- Born: March 31, 1986 (age 40)^{[citation needed]} Scarsdale, New York, U.S.
- Education: Cornell University Columbia University Graduate School of Journalism
- Occupations: Entrepreneur; writer;

= Rob Fishman =

American entrepreneur and writer

Rob Fishman (born March 31, 1986) is an American entrepreneur and writer.

==Early life and education==
Fishman was born on March 31, 1986, in Scarsdale, New York. He is the great-nephew of 60 Minutes creator Don Hewitt and Marilyn Berger.

He graduated from Cornell University and Columbia University Graduate School of Journalism.

==Career==
In 2013, Fishman's first company was sold to BuzzFeed, BuzzFeed's first acquisition. Subsequently, in 2013, Fishman co-founded Niche, a marketing company that was acquired by Twitter in 2015 for $50 million. In its first year of operations, Niche earned $1 million in revenue. As part of Twitter, Niche has become a "significant revenue driver" for the social network. In November 2016, Fortune reported that Fishman had confirmed his departure from Twitter.

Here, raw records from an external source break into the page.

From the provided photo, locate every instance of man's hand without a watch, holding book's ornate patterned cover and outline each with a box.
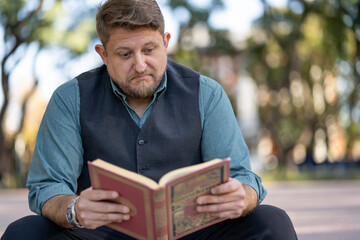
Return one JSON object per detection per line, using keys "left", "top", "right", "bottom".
{"left": 196, "top": 178, "right": 257, "bottom": 219}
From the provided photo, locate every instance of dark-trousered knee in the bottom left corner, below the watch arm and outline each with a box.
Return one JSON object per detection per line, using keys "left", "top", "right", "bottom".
{"left": 1, "top": 215, "right": 62, "bottom": 240}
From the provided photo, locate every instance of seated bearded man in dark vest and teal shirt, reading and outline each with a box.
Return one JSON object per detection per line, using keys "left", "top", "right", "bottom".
{"left": 3, "top": 0, "right": 296, "bottom": 240}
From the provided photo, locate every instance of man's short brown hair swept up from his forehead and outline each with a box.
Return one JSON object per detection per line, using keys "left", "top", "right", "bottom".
{"left": 96, "top": 0, "right": 165, "bottom": 46}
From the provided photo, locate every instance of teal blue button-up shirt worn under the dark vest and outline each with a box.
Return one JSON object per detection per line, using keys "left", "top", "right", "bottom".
{"left": 26, "top": 71, "right": 266, "bottom": 215}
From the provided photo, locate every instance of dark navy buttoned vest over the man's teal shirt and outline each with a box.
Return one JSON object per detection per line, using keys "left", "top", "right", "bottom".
{"left": 77, "top": 61, "right": 202, "bottom": 192}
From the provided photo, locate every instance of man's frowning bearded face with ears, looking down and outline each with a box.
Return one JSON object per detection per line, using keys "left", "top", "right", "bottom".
{"left": 95, "top": 28, "right": 170, "bottom": 99}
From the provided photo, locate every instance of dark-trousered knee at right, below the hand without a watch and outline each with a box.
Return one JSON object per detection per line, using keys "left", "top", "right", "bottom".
{"left": 250, "top": 205, "right": 297, "bottom": 240}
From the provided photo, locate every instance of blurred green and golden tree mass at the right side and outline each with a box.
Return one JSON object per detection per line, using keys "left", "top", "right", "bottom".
{"left": 247, "top": 0, "right": 360, "bottom": 169}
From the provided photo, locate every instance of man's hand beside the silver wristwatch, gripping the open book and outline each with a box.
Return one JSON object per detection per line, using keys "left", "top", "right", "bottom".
{"left": 75, "top": 187, "right": 130, "bottom": 229}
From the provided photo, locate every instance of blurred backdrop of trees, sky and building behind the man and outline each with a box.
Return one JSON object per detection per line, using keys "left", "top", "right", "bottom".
{"left": 0, "top": 0, "right": 360, "bottom": 188}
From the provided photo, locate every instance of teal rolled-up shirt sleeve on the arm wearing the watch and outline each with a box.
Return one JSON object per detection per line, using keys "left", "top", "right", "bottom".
{"left": 26, "top": 79, "right": 83, "bottom": 215}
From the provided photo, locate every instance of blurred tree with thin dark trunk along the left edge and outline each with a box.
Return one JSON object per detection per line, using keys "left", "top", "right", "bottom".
{"left": 0, "top": 0, "right": 95, "bottom": 187}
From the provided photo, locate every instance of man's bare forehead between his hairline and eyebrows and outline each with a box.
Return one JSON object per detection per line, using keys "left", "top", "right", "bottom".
{"left": 106, "top": 28, "right": 163, "bottom": 49}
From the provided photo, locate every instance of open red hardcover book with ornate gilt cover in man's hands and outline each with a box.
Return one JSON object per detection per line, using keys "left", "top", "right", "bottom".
{"left": 88, "top": 159, "right": 230, "bottom": 240}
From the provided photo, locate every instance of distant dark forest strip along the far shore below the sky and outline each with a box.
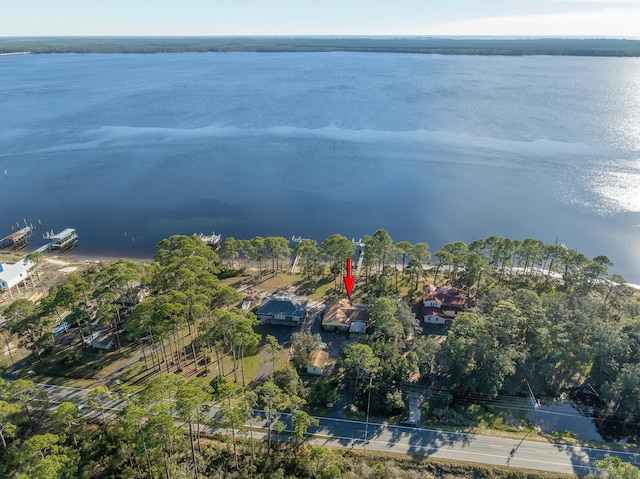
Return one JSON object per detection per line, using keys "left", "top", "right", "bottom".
{"left": 0, "top": 36, "right": 640, "bottom": 57}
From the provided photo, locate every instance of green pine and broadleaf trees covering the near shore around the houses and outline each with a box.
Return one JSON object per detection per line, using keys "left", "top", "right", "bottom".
{"left": 0, "top": 230, "right": 640, "bottom": 478}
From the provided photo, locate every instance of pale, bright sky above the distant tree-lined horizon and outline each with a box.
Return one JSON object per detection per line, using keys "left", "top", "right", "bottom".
{"left": 0, "top": 0, "right": 640, "bottom": 38}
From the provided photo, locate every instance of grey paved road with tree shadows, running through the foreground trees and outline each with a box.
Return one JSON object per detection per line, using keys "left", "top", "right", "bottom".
{"left": 38, "top": 384, "right": 640, "bottom": 475}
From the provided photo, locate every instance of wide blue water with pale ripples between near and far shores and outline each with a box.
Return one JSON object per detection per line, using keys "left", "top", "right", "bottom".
{"left": 0, "top": 53, "right": 640, "bottom": 283}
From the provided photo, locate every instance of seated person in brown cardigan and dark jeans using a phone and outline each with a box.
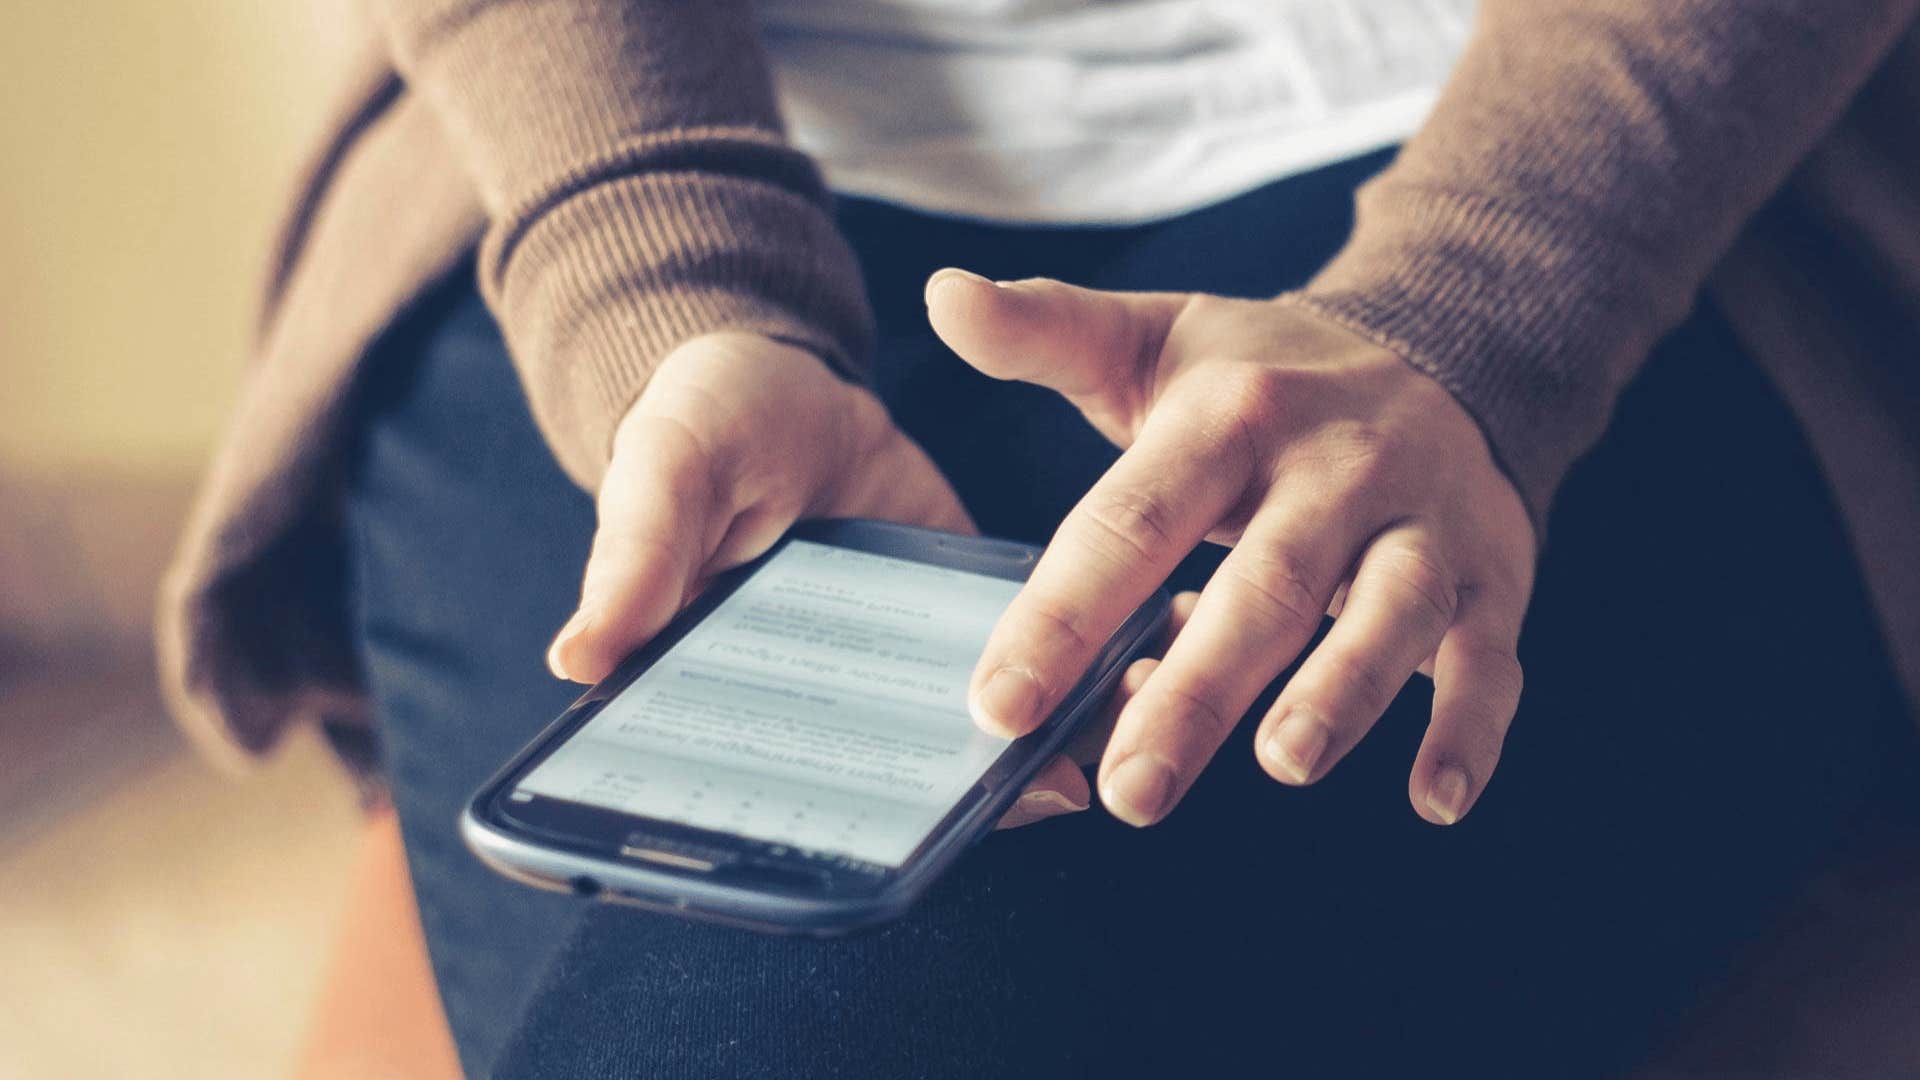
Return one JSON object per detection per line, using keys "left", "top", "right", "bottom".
{"left": 161, "top": 0, "right": 1920, "bottom": 1076}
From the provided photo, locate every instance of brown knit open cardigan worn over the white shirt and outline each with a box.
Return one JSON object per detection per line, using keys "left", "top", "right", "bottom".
{"left": 159, "top": 0, "right": 1920, "bottom": 761}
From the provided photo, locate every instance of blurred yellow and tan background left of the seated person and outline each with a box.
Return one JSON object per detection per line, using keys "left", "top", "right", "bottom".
{"left": 0, "top": 0, "right": 357, "bottom": 1078}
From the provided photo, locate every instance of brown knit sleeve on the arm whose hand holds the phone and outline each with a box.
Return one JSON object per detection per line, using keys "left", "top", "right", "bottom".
{"left": 364, "top": 0, "right": 872, "bottom": 490}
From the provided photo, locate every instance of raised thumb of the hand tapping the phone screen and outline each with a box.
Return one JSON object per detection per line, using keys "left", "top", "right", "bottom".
{"left": 927, "top": 267, "right": 1187, "bottom": 428}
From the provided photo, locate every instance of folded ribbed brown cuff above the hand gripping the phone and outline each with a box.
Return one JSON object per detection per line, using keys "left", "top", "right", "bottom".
{"left": 480, "top": 131, "right": 872, "bottom": 490}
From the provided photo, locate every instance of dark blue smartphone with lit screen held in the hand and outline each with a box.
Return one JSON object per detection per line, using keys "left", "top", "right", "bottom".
{"left": 461, "top": 521, "right": 1169, "bottom": 934}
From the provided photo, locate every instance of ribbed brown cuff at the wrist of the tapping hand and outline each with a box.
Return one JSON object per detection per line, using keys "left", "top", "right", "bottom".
{"left": 1281, "top": 190, "right": 1659, "bottom": 536}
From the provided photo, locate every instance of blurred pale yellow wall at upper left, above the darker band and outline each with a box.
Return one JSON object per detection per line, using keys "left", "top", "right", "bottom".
{"left": 0, "top": 0, "right": 353, "bottom": 475}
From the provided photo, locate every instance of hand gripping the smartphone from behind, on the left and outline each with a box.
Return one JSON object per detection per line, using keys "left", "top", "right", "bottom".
{"left": 547, "top": 332, "right": 1092, "bottom": 824}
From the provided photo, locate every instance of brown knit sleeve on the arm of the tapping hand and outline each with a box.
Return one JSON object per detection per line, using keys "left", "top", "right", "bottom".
{"left": 1284, "top": 0, "right": 1920, "bottom": 530}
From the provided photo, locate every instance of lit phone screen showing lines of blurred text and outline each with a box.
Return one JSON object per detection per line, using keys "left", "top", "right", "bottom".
{"left": 515, "top": 540, "right": 1020, "bottom": 867}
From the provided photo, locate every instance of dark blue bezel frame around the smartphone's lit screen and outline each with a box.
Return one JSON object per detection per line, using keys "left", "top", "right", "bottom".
{"left": 461, "top": 519, "right": 1169, "bottom": 934}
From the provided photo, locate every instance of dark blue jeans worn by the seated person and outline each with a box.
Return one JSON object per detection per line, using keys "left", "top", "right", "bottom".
{"left": 337, "top": 156, "right": 1914, "bottom": 1078}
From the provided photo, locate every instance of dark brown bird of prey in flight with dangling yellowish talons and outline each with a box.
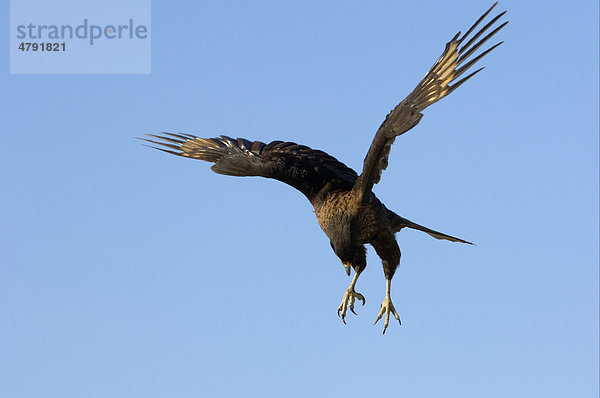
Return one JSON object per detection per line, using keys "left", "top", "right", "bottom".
{"left": 142, "top": 2, "right": 508, "bottom": 333}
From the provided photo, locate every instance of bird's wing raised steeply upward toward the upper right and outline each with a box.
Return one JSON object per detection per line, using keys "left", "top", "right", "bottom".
{"left": 353, "top": 2, "right": 508, "bottom": 198}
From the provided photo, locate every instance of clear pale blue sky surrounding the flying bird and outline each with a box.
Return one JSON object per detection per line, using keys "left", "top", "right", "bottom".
{"left": 0, "top": 0, "right": 599, "bottom": 398}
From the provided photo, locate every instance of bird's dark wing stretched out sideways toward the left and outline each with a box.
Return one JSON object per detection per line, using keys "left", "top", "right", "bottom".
{"left": 140, "top": 133, "right": 358, "bottom": 202}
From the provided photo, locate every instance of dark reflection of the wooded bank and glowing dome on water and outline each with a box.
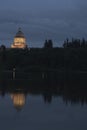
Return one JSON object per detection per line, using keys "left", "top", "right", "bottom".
{"left": 0, "top": 72, "right": 87, "bottom": 110}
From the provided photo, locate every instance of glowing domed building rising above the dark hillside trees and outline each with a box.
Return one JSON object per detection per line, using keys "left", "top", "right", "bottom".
{"left": 11, "top": 28, "right": 27, "bottom": 49}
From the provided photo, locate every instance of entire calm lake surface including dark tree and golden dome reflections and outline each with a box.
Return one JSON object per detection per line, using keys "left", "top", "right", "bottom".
{"left": 0, "top": 71, "right": 87, "bottom": 130}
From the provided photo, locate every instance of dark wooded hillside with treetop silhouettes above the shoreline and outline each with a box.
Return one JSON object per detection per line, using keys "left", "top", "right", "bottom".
{"left": 0, "top": 39, "right": 87, "bottom": 72}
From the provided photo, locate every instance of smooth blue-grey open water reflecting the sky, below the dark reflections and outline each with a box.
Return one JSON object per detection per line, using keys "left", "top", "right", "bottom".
{"left": 0, "top": 95, "right": 87, "bottom": 130}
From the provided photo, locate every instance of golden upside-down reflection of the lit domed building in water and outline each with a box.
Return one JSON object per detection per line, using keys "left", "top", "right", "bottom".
{"left": 11, "top": 93, "right": 25, "bottom": 110}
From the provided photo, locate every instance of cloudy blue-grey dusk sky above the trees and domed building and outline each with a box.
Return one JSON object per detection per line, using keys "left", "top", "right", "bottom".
{"left": 0, "top": 0, "right": 87, "bottom": 47}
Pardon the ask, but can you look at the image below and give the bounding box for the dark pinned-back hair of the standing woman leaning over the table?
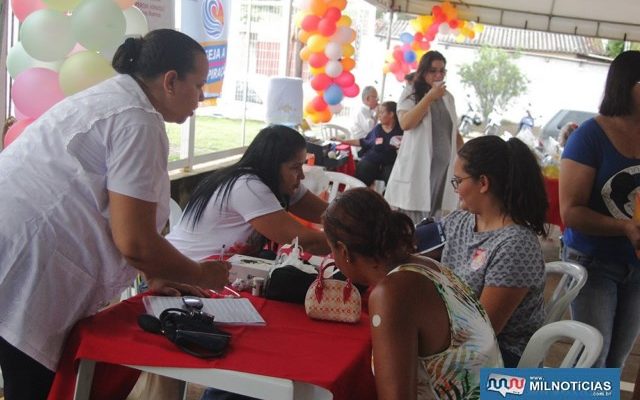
[111,29,205,79]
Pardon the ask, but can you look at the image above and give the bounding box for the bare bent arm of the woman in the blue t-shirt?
[560,158,640,244]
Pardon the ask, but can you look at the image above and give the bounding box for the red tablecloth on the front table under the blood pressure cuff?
[49,295,376,400]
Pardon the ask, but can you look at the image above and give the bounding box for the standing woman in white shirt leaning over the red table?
[0,29,229,400]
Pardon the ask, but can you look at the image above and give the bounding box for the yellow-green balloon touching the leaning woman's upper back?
[59,51,116,96]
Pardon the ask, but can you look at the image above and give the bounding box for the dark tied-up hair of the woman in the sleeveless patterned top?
[322,188,415,261]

Fishman worked as social media editor for The Huffington Post, contributing editor for BuzzFeed, and has written for Slate, New York, and The Daily Beast. Fishman's coverage of the Cornell gorge suicides in 2010 for The Huffington Post gained widespread attention. In 2013, a story he wrote for BuzzFeed, claiming that "the social media editor is dead," led to a firestorm from new media journalists.

In 2015, Fishman was named to the Forbes "30 Under 30" list. In 2016, he produced Alexander IRL, a teen comedy film starring Nathan Kress that was acquired by YouTube Red.

In 2017, Fishman founded Brat TV, a video production startup in Los Angeles.